Hacker News new | ask | show | jobs
by scott_w 38 days ago
Not in the payments world. If you’re 99% done but only the bookkeeping failed, then it’s likely that money is changing hands and you need to deal with that fact. Payments are not an atomic infrastructure and you cannot magic that into reality.
1 comments

Payments are multistep but each of the steps needs to be atomic. The "create payment" operation must be transactional and the communication channel between you and the processor must be idempotent so you don't inadvertently create multiple payments.

The fact that payments have a settlement process is not relevant to this discussion.

> The "create payment" operation must be transactional and the communication channel between you and the processor must be idempotent so you don't inadvertently create multiple payments.

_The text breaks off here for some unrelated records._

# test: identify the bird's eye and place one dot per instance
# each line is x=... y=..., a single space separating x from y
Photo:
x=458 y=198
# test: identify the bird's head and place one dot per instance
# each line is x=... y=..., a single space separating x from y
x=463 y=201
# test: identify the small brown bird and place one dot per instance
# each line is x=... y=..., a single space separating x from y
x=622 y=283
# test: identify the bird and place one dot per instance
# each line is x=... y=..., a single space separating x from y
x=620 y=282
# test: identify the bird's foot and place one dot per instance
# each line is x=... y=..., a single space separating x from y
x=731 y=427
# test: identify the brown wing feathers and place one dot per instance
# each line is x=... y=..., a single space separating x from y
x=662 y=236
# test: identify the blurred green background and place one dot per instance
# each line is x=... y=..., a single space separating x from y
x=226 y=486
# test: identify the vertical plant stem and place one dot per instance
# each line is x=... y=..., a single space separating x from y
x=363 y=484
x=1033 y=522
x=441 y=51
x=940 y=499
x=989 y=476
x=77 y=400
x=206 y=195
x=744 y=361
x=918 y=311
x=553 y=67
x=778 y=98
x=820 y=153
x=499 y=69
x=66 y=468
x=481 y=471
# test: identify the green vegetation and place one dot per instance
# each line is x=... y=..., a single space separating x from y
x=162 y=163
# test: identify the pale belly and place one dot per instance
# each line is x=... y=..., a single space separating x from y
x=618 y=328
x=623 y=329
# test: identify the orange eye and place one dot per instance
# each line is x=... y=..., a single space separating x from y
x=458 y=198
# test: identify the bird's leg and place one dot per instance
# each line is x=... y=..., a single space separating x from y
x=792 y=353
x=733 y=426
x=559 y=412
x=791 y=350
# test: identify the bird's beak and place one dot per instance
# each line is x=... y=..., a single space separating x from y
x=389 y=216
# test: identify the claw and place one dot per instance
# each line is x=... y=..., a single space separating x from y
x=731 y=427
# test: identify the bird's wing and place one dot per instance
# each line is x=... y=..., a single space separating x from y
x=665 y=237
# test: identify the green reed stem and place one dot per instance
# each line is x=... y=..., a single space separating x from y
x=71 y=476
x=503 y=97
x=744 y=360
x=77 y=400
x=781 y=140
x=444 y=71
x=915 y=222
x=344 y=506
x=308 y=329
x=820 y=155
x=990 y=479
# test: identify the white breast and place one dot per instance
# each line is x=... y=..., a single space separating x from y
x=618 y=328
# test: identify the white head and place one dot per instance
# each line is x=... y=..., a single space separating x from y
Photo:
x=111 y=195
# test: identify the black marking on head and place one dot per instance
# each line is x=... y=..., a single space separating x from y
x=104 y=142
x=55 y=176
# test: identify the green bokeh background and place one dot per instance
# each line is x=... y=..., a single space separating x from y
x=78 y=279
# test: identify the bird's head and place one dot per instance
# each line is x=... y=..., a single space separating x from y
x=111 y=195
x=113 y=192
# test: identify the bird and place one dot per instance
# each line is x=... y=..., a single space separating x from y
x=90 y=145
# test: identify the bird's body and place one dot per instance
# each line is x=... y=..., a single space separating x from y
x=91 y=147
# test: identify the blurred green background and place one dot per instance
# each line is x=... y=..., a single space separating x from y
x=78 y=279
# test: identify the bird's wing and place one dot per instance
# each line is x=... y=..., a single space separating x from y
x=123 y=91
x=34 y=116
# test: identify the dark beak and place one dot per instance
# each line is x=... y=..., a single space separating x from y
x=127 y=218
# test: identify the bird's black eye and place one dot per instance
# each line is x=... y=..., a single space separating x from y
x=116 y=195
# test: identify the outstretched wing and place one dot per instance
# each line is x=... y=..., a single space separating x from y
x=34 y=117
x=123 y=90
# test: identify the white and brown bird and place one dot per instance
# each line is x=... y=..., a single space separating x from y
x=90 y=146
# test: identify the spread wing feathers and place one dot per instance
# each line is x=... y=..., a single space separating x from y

Yes, I agree. You want to generate a token, persist it locally and use that to communicate with the payment gateway, so re-submissions use the same key and either error or return the transaction state.

> The fact that payments have a settlement process is not relevant to this discussion.

I wasn't talking about settlement, I was talking about the processing aspect. What I meant was: once you kickstart the process with the gateway, money is highly likely to change hands as a result. This means a process of:

1. POST /checkout

2. Create token

3. POST to payment gateway with token

4. Wait for gateway to return

5. Persist transaction/error

6. Return success/error

What is needed is to persist and return the token to the caller before contacting the payment gateway, to make a check + retry mechanism possible.

And yes, I've seen code that follows steps 1-6 exactly as I've described and, yes, all the problems you imagine would occur from those steps have occurred at one time or another.

This is one possible API but it's not the dominant way payments are exposed by payments providers. Stripe, Amazon, Paypal, et al do this differently. They're fine.
I pointed to Braintree in another comment where this is very much not fine. Also these providers operate at a lower level of the stack than we do, so they have finer control over the process than you or I.

Even then, it’s not fine because those requests might time out, or your request times out waiting for theirs. Just because your provider abstracts behind one API doesn’t mean you necessarily can!

This problem is the entire point of the idempotency key system. You (the client) must retry the payment until success (where APIs that provide "this idempotency key already seen" is considered success). The idempotency key prevents you from creating duplicate payments.

500 errors, network timeouts, etc all happen. We can't run 2PC transactions with Stripe, so you need durable retries. People run billions of dollars through these APIs every day. It's fine.

I’m not disagreeing with that point: I’m just pointing out that the idempotency key must be persisted in your own system before the payment is submitted. Some gateways (Braintree) will let you submit no key and just give you one on request completion.

My point is that you can’t rely on this specific mechanism because request failure does not mean the payment is not going through!

I’m not sure where we disagree so I must ask: do you disagree with what I’ve written and, if so, what and why?

And if there is part of the process that isn't idempotent, you want to make that surface area as small as possible, so that only failures at that one discrete step can cause issues.